2. As I have stated many,many times before (heck, even in this thread!) I have 2 daughters.
3. I remain happily married to their father, and so I am not embittered towards an entire gender.
If the new plot contained 99 boys and one girl who was the heroine, I doubt you would be commenting.
I hope you'll reconsider before thinking about having children.
For children a bit to young for His Dark Materials, try some Robin Mckinley; particularly The Hero and the Crown and The Blue Sword. The Telzey Amberdon books by James Schmitz are great too.

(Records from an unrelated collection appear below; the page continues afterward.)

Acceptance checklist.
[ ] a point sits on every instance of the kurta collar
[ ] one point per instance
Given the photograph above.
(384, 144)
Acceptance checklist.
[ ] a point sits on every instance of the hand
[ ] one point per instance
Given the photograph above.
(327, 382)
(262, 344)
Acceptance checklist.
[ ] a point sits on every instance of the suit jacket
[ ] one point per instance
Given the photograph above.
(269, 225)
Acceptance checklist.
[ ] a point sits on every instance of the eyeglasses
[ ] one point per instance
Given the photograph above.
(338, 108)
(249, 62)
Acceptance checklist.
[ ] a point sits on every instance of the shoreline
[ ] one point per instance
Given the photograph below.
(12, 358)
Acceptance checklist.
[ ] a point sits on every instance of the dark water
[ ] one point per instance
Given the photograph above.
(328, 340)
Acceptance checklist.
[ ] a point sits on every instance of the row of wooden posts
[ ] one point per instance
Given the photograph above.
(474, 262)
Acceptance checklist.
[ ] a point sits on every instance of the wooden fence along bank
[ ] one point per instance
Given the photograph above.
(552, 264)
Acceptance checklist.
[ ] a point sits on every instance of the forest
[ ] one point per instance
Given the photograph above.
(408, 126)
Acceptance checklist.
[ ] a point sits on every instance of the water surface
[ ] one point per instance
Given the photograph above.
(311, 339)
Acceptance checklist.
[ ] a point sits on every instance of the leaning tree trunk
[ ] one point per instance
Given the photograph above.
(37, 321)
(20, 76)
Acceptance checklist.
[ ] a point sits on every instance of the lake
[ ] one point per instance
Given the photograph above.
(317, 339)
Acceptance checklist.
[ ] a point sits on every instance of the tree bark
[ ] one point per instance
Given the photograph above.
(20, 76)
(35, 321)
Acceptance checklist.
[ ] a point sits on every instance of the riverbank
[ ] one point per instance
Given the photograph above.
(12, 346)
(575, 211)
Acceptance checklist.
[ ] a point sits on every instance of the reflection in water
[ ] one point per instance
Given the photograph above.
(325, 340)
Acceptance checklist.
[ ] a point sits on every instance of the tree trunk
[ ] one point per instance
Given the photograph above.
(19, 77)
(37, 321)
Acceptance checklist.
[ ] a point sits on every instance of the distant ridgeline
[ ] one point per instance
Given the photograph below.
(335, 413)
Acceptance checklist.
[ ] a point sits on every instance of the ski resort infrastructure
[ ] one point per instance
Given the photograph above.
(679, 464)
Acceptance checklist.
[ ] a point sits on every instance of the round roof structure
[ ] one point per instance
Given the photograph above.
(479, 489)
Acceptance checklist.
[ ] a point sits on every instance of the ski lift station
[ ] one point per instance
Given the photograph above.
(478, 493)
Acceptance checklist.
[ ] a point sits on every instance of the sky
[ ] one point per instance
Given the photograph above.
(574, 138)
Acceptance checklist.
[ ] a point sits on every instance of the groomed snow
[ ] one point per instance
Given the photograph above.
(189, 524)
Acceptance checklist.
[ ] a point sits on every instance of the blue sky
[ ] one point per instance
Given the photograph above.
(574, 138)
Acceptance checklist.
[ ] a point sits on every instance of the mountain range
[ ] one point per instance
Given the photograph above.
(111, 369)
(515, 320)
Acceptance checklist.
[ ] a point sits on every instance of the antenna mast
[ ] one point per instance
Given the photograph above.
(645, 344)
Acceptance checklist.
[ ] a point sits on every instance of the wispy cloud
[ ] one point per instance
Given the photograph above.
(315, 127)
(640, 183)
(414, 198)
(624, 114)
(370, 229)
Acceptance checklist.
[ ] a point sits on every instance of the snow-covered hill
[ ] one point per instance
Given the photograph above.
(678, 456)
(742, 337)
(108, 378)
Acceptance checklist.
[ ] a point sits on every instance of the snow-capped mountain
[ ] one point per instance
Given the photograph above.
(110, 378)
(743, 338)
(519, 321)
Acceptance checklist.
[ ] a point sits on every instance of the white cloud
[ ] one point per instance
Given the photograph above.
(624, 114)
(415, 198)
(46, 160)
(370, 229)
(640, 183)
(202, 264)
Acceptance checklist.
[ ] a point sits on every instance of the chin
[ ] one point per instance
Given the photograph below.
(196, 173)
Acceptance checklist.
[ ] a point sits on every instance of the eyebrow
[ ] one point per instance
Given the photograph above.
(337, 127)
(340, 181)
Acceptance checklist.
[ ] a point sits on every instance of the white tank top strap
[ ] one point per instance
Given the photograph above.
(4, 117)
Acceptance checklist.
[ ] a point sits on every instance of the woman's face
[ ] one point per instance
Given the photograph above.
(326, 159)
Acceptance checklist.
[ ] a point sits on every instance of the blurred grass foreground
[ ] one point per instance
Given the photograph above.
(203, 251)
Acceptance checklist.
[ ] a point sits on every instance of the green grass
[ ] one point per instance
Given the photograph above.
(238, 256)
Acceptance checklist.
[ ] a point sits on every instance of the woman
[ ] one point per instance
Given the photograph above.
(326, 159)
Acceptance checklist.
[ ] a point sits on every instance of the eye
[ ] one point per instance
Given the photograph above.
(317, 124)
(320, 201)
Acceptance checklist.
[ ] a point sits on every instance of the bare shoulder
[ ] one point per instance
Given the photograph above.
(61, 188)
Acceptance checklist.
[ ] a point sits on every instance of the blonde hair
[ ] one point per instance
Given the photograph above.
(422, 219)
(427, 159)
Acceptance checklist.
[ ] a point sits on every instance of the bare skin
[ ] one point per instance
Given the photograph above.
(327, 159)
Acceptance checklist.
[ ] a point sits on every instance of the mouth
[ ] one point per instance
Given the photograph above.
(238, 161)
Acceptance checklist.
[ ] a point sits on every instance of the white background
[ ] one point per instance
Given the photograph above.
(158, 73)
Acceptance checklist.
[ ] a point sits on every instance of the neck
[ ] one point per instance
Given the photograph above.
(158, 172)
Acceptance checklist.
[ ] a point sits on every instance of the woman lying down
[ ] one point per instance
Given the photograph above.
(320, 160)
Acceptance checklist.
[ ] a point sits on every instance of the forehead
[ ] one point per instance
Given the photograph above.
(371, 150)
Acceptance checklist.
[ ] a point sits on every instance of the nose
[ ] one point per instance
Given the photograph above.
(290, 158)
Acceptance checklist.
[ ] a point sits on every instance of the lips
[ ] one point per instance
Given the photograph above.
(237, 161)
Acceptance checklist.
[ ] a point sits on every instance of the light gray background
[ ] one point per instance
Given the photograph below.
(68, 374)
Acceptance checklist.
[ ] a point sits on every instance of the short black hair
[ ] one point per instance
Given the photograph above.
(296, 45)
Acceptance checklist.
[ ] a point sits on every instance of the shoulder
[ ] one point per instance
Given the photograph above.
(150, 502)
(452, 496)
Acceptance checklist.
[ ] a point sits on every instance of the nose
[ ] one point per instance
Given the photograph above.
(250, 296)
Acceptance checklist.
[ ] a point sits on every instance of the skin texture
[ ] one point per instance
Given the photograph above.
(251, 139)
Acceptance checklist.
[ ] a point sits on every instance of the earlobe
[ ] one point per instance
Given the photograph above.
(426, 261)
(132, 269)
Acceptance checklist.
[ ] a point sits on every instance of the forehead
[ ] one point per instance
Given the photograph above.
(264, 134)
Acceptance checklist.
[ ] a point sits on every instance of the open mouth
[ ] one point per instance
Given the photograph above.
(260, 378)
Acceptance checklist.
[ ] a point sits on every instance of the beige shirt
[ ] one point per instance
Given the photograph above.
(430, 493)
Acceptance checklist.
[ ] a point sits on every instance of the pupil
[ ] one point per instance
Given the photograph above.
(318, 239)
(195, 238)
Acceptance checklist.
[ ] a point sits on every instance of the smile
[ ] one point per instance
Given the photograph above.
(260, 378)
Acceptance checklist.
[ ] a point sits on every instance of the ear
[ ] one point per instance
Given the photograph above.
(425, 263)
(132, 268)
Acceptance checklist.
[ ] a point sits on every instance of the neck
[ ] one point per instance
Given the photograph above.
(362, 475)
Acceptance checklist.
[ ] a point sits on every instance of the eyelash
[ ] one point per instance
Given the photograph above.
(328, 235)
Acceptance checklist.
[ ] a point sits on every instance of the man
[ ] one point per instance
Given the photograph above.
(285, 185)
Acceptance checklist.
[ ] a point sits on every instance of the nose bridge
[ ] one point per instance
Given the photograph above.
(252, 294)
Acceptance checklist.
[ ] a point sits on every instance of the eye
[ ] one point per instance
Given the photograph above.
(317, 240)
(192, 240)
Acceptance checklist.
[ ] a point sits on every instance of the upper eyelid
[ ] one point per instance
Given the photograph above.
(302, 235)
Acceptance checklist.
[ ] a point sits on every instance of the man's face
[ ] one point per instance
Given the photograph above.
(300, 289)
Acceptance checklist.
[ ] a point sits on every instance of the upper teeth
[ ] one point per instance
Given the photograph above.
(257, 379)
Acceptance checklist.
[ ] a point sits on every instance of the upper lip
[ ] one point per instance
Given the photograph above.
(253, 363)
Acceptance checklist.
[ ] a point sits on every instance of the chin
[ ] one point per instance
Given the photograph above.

I also remember really liking Sara Crewe by Frances Hogden Burnett, she was a strong character with firm principles though the world is smaller than the typical fantasy. Patricia Wrede also writes good heroines, Magician's Ward has a particularly intricate ending, beautifully wrapped up.
Even though I'm talking to a brick wall ...
Sagal was talking about a film adaptation of a book. The book is 40 years old, the movie is contemporary. The film created 99 daughters, and changed "the little Who who cried Yop" - originally a nameless small child - into the Mayor's son. And then the film created a tortured father-son relationship.
Sagal's problem is not that the hero happens to be male, but that the father *ignores* *the* ***99*** *daughters* *and* *obsesses* *over* *his* *son*.
None of that was in Seuss' book, none of that was necessary in translating the book into a film, and none of that, Sagal suggests, was even really interesting.
There is nothing wrong with male heroes (though it is frustrating that there are *so* *many* boy heroes compared to heroines). But Sagal takes issue with the clumsy, callous, and inane way the Mayor of Whoville (and the filmmakers) treated his daughters.
a boy in 2008 is actually a hero. Terrible, thought we had ridded this society of such a notion. One film shows there is much more work to be done to eradicate the idea that a boy can be a hero. Now let me get back to my Kim Possible to cleanse myself.
The fact that you ignore the more significant discrimination that boys experience in schools across the country demonstrates your tunnel vision, which unfortunately is a mainstream perspective in feminism today.
The Paper Bag Princess (Munsch & Martchenko)is a wonderful story with a dragon-defeating, prince-saving, spunky herione who has her own idea of "happily ever after" -- and it's more than 25 years old to boot!
Reverse Discrimination? Reverse Discrimination?!!?
Parson Jim, the vast, vast majority of stories with heroes have boy heroes. Pointing out this very obvious instance of implicit prejudice - and, yes, even feeling a little disappointed when you see yet one more example of it (out of many and many and many) - does not constitute reverse discrimination.
The fact that you're more concerned by someone mentioning or reacting to something that is part and parcel of a very common, widespread prejudice (boys are heroes, girls are cheerleaders), while you apparently have no interest whatsoever in the prejudice itself and its effects, shows an odd kind of tunnel vision. Isn't it satisfying enough to you that the vast majority of heroes - like the vast majority of presidents - are male?